Finding Charity’s Folk highlights the experiences of enslaved Maryland women who negotiated for their own freedom, many of whom have been largely lost to historical records. Based on more than fifteen hundred manumission records and numerous manuscript documents from a diversity of archives, Jessica Millward skillfully brings together African American social and gender history to provide a new means of using biography as a historical genre.

Millward opens with a striking discussion about how researching the life of a single enslaved woman, Charity Folks, transforms our understanding of slavery and freedom in Revolutionary America. For African American women such as Folks, freedom, like enslavement, was tied to a bondwoman’s reproductive capacities. Their offspring were used to perpetuate the slave economy. Finding loopholes in the law meant that enslaved women could give birth to and raise free children. For Millward, Folks demonstrates the fluidity of the boundaries between slavery and freedom, which was due largely to the gendered space occupied by enslaved women.
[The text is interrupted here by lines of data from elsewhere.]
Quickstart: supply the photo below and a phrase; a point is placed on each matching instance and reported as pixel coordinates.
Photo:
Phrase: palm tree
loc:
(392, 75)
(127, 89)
The gendering of freedom influenced notions of liberty, equality, and race in what became the new nation and had profound implications for African American women’s future interactions with the state.

Digging deeply into the county court records of Maryland, the author presents a remarkable picture of how some enslaved women, including Charity Folks, acquired their freedom. In doing so, she broadens our perspective on female slaves, African American family relationships, and free blacks. Thoroughly versed in a broad literature, she authoritatively discusses a wide range of related topics, including interracial sex, violence, rape, and the relationship between enslaved women’s bodies, freedom suits, and manumission laws.
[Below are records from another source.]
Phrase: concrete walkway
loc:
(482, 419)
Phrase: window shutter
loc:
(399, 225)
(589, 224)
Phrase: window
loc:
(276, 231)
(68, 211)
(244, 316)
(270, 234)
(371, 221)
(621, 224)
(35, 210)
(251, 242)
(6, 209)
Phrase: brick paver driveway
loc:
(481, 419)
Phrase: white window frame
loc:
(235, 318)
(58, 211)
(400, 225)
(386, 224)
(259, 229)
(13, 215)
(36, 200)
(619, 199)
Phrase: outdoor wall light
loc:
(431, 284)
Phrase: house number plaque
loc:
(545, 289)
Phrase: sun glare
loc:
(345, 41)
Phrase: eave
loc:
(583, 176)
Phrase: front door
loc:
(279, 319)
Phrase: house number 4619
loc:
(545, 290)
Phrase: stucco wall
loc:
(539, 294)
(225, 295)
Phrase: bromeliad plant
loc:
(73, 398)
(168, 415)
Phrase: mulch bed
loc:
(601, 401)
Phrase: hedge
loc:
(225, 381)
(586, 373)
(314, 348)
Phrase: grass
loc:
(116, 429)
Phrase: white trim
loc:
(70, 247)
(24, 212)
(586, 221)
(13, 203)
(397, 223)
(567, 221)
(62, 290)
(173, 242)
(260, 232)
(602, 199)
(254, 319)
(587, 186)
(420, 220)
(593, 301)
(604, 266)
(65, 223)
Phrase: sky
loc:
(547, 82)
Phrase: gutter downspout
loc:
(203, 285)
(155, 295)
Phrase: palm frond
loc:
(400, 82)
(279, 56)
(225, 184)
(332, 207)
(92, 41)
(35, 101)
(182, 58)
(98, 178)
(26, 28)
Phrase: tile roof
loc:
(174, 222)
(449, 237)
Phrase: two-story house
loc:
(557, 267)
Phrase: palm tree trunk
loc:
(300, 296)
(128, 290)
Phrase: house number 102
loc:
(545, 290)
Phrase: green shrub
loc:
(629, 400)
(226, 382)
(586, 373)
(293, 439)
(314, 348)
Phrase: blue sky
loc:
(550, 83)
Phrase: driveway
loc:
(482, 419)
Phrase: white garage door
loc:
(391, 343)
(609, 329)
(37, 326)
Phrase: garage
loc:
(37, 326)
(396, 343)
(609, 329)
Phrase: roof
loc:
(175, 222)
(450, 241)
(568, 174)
—Elizabeth Rosenthal Professor Emeritus of History, University of North Carolina, Greensboro

Finding Charity’s Folk is bold and daring in both chronology and content. With incredible new sources, Jessica Millward recovers the lives of African American women in rural Maryland, courageously tackling the complexities of emancipation in early America. Finding Charity’s Folk makes an essential contribution to African American women’s history and to the narrative of American freedom.

—University of Delaware

Finding Charity's Folk chronicles the remarkable journeys and accomplishments of 'a ghost of slavery' and the painstaking researcher who invoked and 'remembered' Charity Folks, an enslaved Annapolis, Maryland, mulatto, into the present. . . . Yet Millward also warns that our fixation on the much-debated female-headed household 'obscures the role of black men' who supported their children and cared for elderly kin. Thus, Millward weaves the experiences of Folks and her extended family into the literature while encouraging us to rethink how we do history.
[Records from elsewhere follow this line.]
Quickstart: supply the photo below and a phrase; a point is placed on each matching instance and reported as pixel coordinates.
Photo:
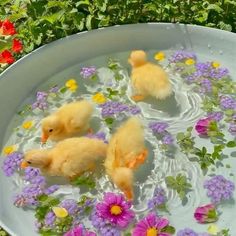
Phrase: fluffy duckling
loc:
(69, 158)
(69, 120)
(126, 151)
(147, 78)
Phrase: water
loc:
(180, 111)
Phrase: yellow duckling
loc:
(147, 78)
(126, 151)
(69, 158)
(69, 120)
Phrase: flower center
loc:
(152, 232)
(116, 210)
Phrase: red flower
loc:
(16, 45)
(6, 57)
(7, 28)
—Journal of American History

Finding Charity's Folk is a slim four-chapter volume of less than seventy-five pages of text. . . Rather than a biography, it is a social history resulting from more than a decade of research involving the examination of over one thousand manuscripts archived in the United States, England, and Africa. . . . Using Saidiya Hartman's concept of 'afterlife of slavery,' Millward attempts to answer questions about the lives of freed women who remained surrounded and sometimes haunted by slavery. . . . Unlike other studies of slavery and freedom in North America, Finding Charity's Folk links the foremother to her descendants in contemporary America through extensive genealogical research in combination with US census returns, interviews, and memory.

—Early American Literature

The sense of place is strongly conveyed in Finding Charity's Folk. . . . There is a strong emphasis on the gendered reality of slavery and freedom throughout the book. . . . These connections impart an intimacy between the past and present that is often lacking in historical monographs. . . . Millward argues that freedom, rather than being exclusively an individual act, was communal.

—Journal of Southern History

About the Author/Editor

JESSICA MILLWARD is an associate professor of history at the University of California, Irvine.